We are looking for artists who are interested in working with these surroundings, reacting to what is there, the nature and/or the people and the wandering.

The concept of this collective wandering is based on psychogeography, a term by Guy Debord from the Situationists, which is about looking without any preconceptions. It is as well based on the idea of the enchantment of our surroundings by encountering unexpected situations, which are creating new perspectives and memories. By wandering and not exactly knowing what to look for and where to go, your way of seeing, moving and listening will change.

You or your work will have to be present all day, as people are wandering around and can encounter it anytime. We are looking for ideas that play with and react to the wandering and the place and create a pinch of enchantment. The five villages are all very small and in the countryside, between them there is a lot of open space and land. You will decide the spot where you would like to be.

We are very excited to hear your ideas. Please send them in to vrijplaatsvoorverbeelding@gmail.com before the 12th of July. If you have any questions don’t hesitate to send us an email. There will be compensation for your time and travelling costs.

CONCEPT:
With the Collective Wandering we want to create a re-enchantment the Groningen landscape within the framework of psychogeography as developed by Guy Debord. Psychogeography looks at breaking through the existing landscape concepts (which largely determine how we interact with this landscape) and reforming them.

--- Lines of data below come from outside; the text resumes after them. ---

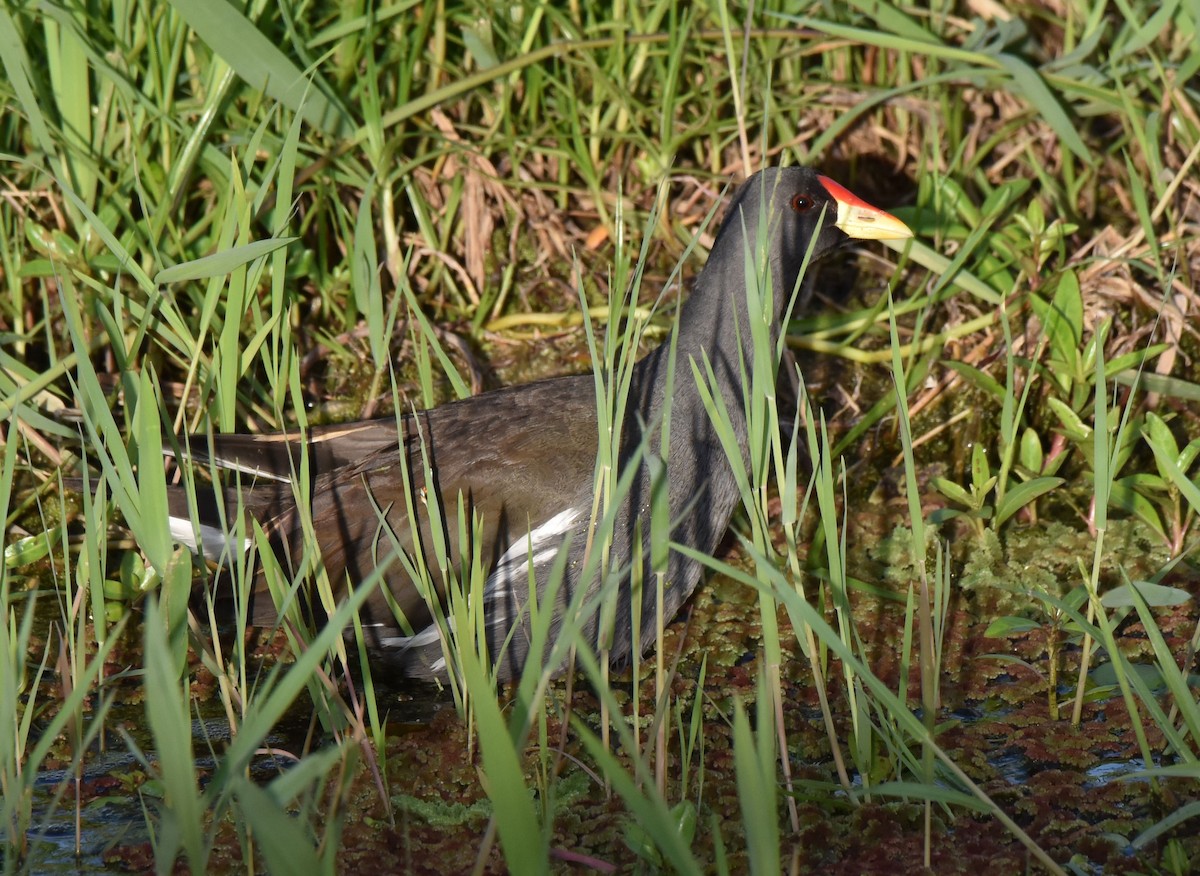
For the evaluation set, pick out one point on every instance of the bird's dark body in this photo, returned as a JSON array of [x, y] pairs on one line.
[[523, 459]]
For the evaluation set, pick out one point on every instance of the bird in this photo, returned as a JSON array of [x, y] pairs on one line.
[[522, 460]]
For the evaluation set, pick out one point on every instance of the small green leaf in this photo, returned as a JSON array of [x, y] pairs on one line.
[[981, 472], [29, 549], [1032, 455], [1072, 425], [1023, 495], [1011, 627], [1156, 595], [952, 491]]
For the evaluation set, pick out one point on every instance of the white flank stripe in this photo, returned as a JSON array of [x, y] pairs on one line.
[[539, 546], [217, 543]]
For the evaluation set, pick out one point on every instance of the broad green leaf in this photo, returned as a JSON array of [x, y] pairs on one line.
[[219, 264]]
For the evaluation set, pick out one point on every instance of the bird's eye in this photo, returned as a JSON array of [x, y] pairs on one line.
[[803, 203]]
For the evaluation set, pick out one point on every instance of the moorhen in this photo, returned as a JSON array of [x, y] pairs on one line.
[[523, 459]]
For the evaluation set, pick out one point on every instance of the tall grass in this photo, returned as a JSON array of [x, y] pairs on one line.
[[214, 215]]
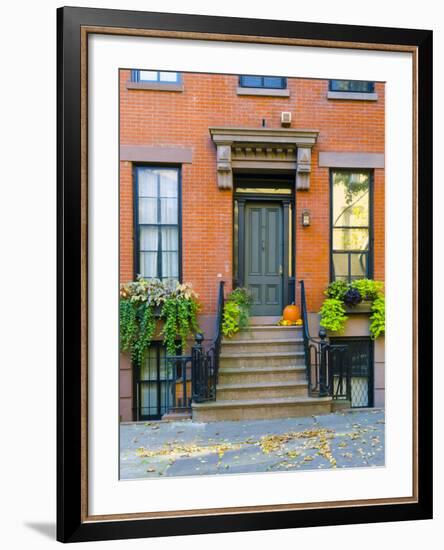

A well-known literary work on the subject (written before the development of the term itself) is Daniel Defoe's The Journal of The Plague Year, in which the protagonist takes a walk through plague-stricken London and his usual impressions and ideas are completely turned upside down. This creates a completely different kind of emotional London, while broadly speaking the underlying architecture has not changed. It is important that the psychogeographer in question walks through the landscape without a preconceived goal and without preconceived concepts of what is to be encountered. This ensures that the familialized landscape generates a renewed and renewed sense of place. The collective wandering is a day in which the psychogeographers must independently search for the performances. This only gives a rough indication of where something can be found.

Also part of this framework is Max Weber's theory about the 'disenchantment' of Western society. Since the Enlightenment in the 18th century (with roots going back to the late Middle Ages and the Renaissance), there has been an ever-growing rationalization of society, with science as the foundation for culture and society. This results in a devaluation of religion and magical thinking. However, there is debate whether this analysis by Weber is valid and whether it is not purely a devaluation of only mainstream religious and magical thinking (think of the popularity of magical secret societies in the late 19th and early 20th centuries and the popularity of elements in popular culture that are essentially mythological). There is also a movement that talks about re-enchanting Western society and a growing need in Western people to have a magical view in addition to a rational view of the environment, assuming that both views are not mutually exclusive.

The Collective Wandering aims to perform a re-enchantment of the Groningen landscape through the use of a form of psychogeographical technique. We introduce elements within the landscape that are alienating and the performances offer new perspectives, experiences and memories of places. This breaks through the way people usually view the surrounding landscape and forces the participant to make different associations and feelings. It breaks the banality of your everyday environment and feeds it with a form of magical thinking that re-creates meaning and value. The landscape is no longer a background for the performative life, but an essential part and must therefore be approached in a certain way.